We will show that in any of these cases, the algorithm will continually move the other pointer that is neither at $i^*$ nor at $j^*$ to one of them that has not been hit by the first pointer that reaches one of the targets. For example, let's say we are in the first case and, now, $L$ hits $i^*$, so we aim to show that the algorithm will immediately move $R$ towards $j^*$ until it hits $j^*$. Then we have shown that the algorithm finds $(i^*, j^*)$ in the first case.
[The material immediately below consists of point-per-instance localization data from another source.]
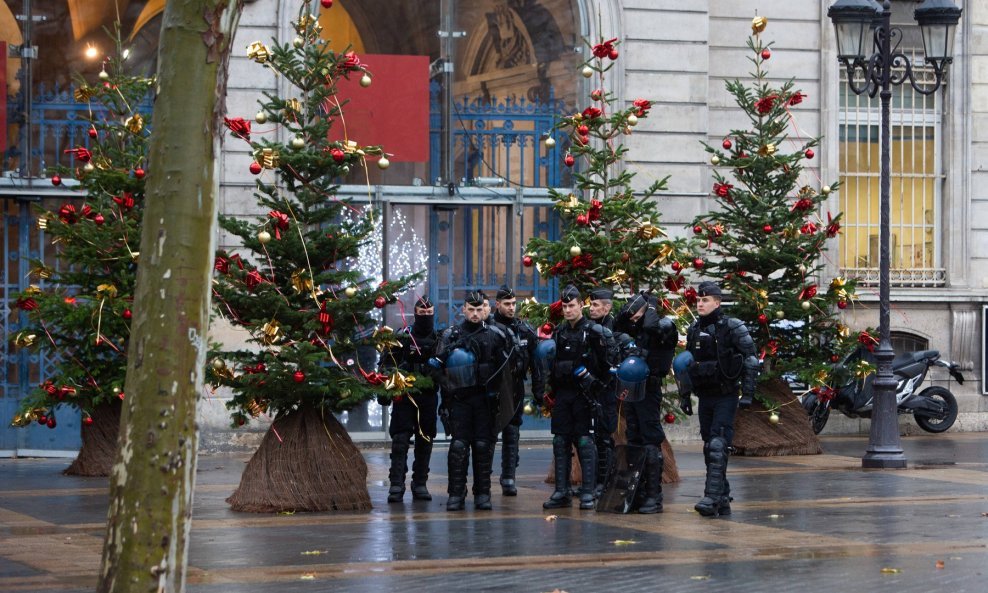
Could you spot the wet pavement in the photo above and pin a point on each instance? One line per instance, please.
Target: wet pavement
(804, 524)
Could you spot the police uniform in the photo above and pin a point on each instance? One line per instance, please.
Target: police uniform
(526, 340)
(656, 337)
(722, 358)
(584, 351)
(470, 402)
(414, 416)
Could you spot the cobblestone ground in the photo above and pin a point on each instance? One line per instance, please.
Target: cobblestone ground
(802, 524)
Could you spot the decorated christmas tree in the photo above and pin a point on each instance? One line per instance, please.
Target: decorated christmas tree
(295, 289)
(611, 234)
(766, 242)
(80, 309)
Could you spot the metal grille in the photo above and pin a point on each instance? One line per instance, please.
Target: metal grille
(916, 180)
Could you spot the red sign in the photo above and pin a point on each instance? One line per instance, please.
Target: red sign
(393, 111)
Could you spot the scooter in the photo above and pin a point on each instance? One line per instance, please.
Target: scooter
(933, 408)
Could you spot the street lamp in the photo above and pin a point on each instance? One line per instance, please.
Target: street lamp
(854, 21)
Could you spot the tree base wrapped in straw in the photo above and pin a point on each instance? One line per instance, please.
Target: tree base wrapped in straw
(99, 442)
(756, 436)
(306, 462)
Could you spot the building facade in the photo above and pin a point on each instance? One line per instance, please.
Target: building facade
(464, 209)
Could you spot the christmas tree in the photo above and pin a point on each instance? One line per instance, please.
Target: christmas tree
(80, 310)
(295, 288)
(767, 237)
(611, 234)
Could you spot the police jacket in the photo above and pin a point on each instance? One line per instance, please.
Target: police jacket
(526, 341)
(489, 346)
(724, 356)
(654, 335)
(585, 344)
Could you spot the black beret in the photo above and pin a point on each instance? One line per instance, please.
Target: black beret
(569, 293)
(708, 288)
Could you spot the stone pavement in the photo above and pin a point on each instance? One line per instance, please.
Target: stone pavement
(802, 524)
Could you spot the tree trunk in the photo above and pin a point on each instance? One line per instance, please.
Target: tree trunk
(756, 436)
(306, 462)
(99, 442)
(150, 515)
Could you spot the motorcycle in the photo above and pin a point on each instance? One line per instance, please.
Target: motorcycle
(933, 408)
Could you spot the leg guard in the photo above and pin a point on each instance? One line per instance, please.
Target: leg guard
(561, 465)
(509, 459)
(420, 469)
(399, 466)
(459, 457)
(483, 462)
(587, 451)
(715, 489)
(652, 501)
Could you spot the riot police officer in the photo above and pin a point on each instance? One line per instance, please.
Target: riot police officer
(656, 337)
(720, 358)
(585, 351)
(526, 341)
(414, 416)
(472, 355)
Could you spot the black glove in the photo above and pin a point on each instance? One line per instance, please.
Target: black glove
(745, 402)
(686, 405)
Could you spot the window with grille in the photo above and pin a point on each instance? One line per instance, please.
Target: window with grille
(916, 179)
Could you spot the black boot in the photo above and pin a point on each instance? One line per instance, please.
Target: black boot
(587, 451)
(605, 464)
(509, 459)
(561, 464)
(652, 503)
(399, 465)
(420, 469)
(715, 489)
(483, 465)
(459, 458)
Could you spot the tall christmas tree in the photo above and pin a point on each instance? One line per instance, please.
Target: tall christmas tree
(310, 315)
(79, 312)
(768, 236)
(611, 235)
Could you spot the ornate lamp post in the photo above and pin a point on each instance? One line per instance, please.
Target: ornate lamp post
(855, 21)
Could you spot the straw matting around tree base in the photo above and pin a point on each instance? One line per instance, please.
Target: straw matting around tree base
(99, 442)
(755, 436)
(306, 462)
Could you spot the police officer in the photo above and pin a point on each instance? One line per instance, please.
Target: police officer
(656, 337)
(720, 357)
(584, 351)
(605, 423)
(472, 353)
(414, 416)
(526, 341)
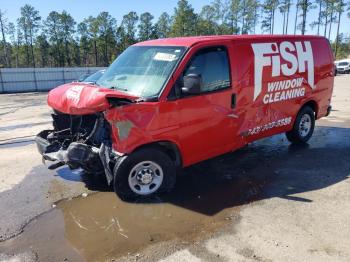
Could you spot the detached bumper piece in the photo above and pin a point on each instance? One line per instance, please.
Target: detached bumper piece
(88, 147)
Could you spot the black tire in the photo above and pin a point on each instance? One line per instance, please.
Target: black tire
(297, 134)
(125, 164)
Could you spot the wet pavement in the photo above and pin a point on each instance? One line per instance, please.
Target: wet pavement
(211, 200)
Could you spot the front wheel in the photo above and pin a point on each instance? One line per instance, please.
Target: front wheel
(144, 173)
(303, 126)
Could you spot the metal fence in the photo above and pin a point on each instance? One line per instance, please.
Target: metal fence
(13, 80)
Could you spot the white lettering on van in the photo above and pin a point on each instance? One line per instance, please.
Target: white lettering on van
(298, 58)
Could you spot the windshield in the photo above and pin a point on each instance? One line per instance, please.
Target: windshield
(142, 70)
(94, 77)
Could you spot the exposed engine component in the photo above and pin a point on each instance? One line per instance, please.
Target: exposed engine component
(79, 142)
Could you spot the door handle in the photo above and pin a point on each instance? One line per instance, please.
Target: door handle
(232, 115)
(233, 100)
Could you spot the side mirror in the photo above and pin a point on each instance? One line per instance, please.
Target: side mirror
(192, 84)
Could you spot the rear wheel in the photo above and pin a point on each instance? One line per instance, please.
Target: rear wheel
(144, 173)
(303, 126)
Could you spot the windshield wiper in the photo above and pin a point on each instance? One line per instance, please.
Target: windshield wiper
(118, 88)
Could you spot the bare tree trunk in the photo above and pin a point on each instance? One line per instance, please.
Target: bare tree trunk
(32, 47)
(330, 22)
(337, 37)
(95, 50)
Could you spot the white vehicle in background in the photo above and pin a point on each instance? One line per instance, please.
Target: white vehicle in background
(343, 66)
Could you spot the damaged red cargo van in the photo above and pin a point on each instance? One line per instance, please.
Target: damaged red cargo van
(169, 103)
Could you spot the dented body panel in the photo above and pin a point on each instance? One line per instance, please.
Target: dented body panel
(271, 78)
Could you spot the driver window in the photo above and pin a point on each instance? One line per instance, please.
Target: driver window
(213, 67)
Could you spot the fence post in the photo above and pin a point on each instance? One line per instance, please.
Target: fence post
(35, 81)
(2, 83)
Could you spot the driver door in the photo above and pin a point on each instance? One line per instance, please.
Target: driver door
(207, 120)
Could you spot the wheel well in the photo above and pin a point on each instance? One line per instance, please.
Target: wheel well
(167, 147)
(313, 106)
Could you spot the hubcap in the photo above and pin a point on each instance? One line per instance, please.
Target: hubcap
(305, 125)
(145, 178)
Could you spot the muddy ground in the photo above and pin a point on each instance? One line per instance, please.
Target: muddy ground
(269, 201)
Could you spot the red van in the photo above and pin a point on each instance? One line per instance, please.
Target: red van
(169, 103)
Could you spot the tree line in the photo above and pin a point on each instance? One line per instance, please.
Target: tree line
(58, 40)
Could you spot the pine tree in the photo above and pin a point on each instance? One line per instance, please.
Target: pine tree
(184, 20)
(29, 22)
(146, 28)
(163, 25)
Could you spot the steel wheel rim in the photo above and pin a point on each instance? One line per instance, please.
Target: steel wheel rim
(305, 125)
(145, 178)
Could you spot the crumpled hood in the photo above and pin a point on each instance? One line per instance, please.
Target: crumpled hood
(82, 98)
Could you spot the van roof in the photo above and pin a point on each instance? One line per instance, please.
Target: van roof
(192, 40)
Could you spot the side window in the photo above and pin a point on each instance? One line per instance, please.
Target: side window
(213, 67)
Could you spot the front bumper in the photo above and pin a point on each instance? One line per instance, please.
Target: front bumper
(76, 155)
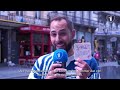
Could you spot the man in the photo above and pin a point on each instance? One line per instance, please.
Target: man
(62, 34)
(97, 56)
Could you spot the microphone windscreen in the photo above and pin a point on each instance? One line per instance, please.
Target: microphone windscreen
(60, 55)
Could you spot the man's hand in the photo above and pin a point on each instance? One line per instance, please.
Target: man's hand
(53, 73)
(82, 69)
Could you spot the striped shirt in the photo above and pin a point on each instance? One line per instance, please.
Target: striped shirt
(43, 64)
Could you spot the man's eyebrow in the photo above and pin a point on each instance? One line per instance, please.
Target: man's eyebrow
(62, 30)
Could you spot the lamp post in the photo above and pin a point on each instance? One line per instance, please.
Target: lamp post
(105, 30)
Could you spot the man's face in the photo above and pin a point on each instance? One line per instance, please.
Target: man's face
(61, 36)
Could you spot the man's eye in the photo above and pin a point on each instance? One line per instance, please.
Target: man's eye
(63, 33)
(53, 34)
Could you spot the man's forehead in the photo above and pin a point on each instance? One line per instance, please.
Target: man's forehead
(58, 24)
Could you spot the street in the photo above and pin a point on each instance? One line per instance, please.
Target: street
(109, 70)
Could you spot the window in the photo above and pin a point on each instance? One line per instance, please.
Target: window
(37, 50)
(45, 38)
(24, 41)
(37, 38)
(46, 49)
(19, 13)
(37, 14)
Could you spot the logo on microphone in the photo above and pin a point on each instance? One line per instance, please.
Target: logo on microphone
(59, 55)
(110, 18)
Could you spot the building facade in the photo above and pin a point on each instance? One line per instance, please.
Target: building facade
(108, 33)
(84, 22)
(10, 22)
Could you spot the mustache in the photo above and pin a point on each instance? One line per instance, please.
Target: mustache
(60, 42)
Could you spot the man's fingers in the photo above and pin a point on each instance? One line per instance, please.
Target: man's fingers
(54, 66)
(79, 64)
(59, 70)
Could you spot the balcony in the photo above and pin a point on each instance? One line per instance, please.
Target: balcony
(12, 20)
(76, 20)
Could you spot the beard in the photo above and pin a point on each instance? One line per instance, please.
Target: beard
(67, 47)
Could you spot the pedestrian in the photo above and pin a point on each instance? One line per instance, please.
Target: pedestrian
(97, 56)
(62, 34)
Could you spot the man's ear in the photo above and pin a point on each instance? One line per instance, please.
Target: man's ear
(73, 33)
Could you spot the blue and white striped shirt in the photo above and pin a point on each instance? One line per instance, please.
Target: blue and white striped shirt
(43, 64)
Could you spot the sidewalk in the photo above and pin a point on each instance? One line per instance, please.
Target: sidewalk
(101, 64)
(15, 71)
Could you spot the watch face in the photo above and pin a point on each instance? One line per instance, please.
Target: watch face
(59, 55)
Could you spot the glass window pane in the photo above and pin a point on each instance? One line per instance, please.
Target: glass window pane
(37, 38)
(25, 50)
(46, 39)
(23, 38)
(37, 50)
(46, 49)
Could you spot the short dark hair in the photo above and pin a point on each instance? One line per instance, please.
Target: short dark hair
(59, 18)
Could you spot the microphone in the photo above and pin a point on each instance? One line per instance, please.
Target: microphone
(60, 56)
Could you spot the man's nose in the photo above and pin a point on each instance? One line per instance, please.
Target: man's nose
(57, 38)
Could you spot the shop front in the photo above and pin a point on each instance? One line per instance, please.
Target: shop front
(34, 41)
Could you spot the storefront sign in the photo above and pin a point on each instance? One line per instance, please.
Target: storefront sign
(25, 28)
(82, 51)
(113, 39)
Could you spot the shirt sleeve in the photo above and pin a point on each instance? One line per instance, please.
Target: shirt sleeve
(36, 70)
(95, 73)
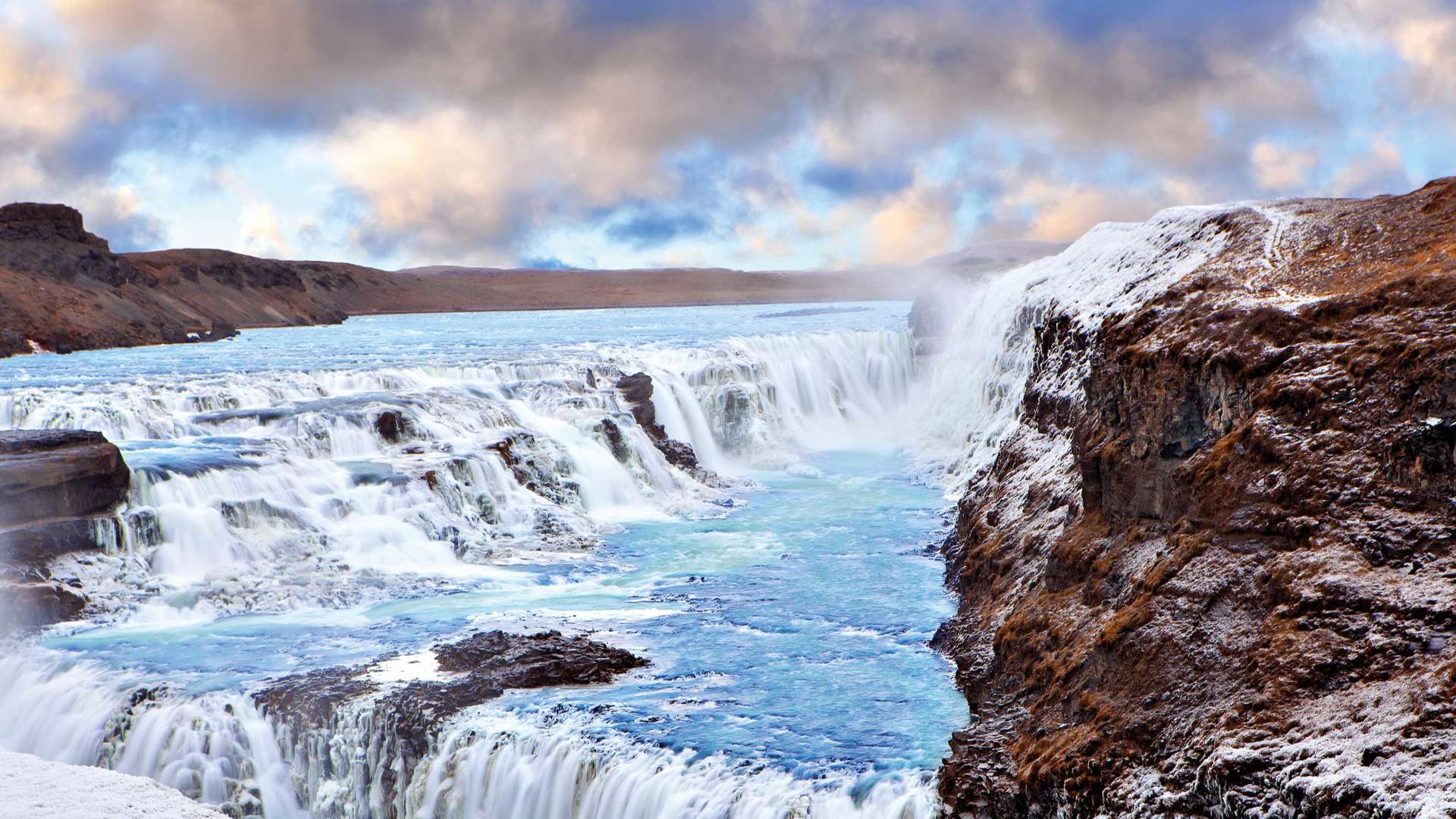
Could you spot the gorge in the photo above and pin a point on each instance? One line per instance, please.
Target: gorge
(1203, 472)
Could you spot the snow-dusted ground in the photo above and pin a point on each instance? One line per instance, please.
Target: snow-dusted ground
(33, 787)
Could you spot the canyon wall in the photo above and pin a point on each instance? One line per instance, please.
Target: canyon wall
(1210, 570)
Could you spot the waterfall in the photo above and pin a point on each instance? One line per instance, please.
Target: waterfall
(293, 488)
(443, 469)
(510, 768)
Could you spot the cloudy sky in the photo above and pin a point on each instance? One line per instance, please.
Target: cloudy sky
(755, 134)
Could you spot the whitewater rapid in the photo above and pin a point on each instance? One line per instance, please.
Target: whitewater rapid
(287, 491)
(357, 503)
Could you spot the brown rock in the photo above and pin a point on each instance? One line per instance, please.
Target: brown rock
(1248, 551)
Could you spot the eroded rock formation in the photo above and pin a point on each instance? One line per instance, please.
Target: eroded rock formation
(400, 722)
(63, 289)
(57, 493)
(1216, 575)
(637, 390)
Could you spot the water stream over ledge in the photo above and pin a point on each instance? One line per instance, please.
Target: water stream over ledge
(278, 526)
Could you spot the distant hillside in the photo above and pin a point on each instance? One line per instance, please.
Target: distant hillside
(63, 289)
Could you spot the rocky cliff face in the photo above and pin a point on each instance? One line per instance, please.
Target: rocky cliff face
(57, 493)
(1212, 570)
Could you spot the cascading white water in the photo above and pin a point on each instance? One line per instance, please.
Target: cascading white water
(971, 400)
(431, 469)
(510, 768)
(296, 479)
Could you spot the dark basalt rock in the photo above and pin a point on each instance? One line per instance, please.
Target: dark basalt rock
(50, 474)
(492, 662)
(394, 426)
(31, 605)
(57, 493)
(406, 719)
(637, 390)
(1248, 551)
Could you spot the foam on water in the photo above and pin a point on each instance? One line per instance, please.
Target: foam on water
(398, 482)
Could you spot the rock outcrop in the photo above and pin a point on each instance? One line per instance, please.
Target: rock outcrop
(403, 719)
(1216, 576)
(637, 390)
(57, 493)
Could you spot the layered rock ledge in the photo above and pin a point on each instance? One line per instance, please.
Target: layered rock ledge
(58, 490)
(395, 725)
(1212, 572)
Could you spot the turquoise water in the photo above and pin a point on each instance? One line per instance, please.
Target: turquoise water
(785, 617)
(440, 338)
(791, 630)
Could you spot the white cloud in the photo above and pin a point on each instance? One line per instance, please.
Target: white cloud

If we can prove that the algorithm behaves in such a manner in any of these cases, it should be clear that the algorithm can find $(i^*, j^*)$ in general.

## Formal Proof

Suppose $L$ hits $i^*$ before $R$ hits $j^*$. Let $j$ denotes the vertical line that is currently being pointed by $R$. Since $L$ hits $i^*$ before $R$ hits $j^*$, we have that $j > j^*$ at this moment. Then we claim that $h(j) < h(i^*)$.

Claim

$h(j) < h(i^*)$.

Proof

Suppose for contradiction that $h(j) \ge h(i^*)$. Since $j-i > j-i^*$ and the $y$-value is determined by the shorter line, i.e., $h(i^*)$ in both case, so $A(i^*, j) > A(i^*, j^*)$, contradiction to the optimality of $(i^*, j^*)$.

By the design of our algorithm and the above claim, $R$ will move to $j^*$.

## Idea Illustration

This drawing assists you to understand the argument. Here, under our assumption, $h(j) \ge h(i^*)$, and therefore we get an area that is larger than the optimum. Thus, this gives us a contradiction.

We know that the algorithm will always move inward the pointer that points to the shorter line. Therefore, $R$ will move inward until it hits $j^*$.

## Exercise

It turns out that the other cases are analogous to the first case, so leave the proof of the remaining cases as an exercise.